On the other side of the coin, positive rights such as promoting justice and equality— e.g., through ensuring egalitarian access to neurotechnology for biomedical use and promoting patient welfare on the basis of the ethical principle of beneficence—have so far occupied a secondary role in the neurorights debate.
Introducing neurorights into the human rights framework may require adding new protocols to existing instruments or even stipulating new entirely devoted to neuroethics and neurolaw. In either case, some fundamental problems such as rights inflation and to provide an adequate normative justification for multilateral instruments ethical, meta-ethical, and legal issues must be addressed in order to overcome neurorights. These include introducing justificatory tests for the introduction of neurorights, clarifying the relationship between moral and legal neurorights and harmonizing neurorights with existing normative instruments.

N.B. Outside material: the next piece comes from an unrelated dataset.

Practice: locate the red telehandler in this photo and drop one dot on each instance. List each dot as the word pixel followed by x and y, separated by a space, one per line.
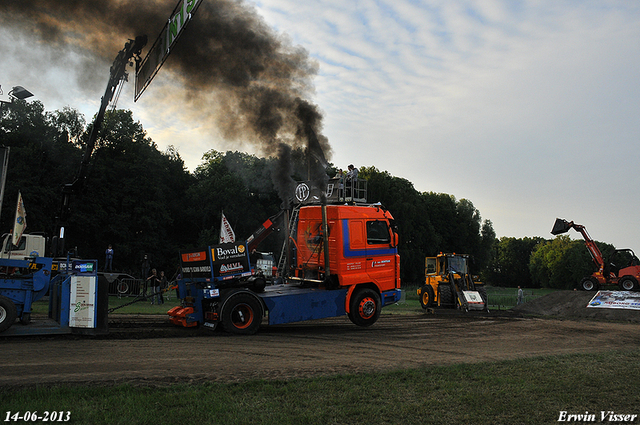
pixel 626 278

The Council of Europe’s Convention for the Protection of Human Rights and Dignity
of the Human Being with regard to the Application of Biology and Medicine (Oviedo
Convention) offers an ideal platform and normative substrate for the protection and
promotion of neurorights. Given its focus on prohibiting the misuse of innovations in
biomedicine, protecting the dignity and identity of all human beings, and guaranteeing
respect for their integrity and fundamental freedoms, the Convention is well placed for
either enshrining neurorights through ad hoc protocols or for serving as a basis for
future instruments.
Understanding, treating, and augmenting the human brain and mind is one of the great
scientific challenges of our age. Achieving these goals in a way that preserves justice,
safeguards fundamental rights and human dignity is the corresponding task of ethics
and law. Neurorights will likely be a useful tool to accomplish this task.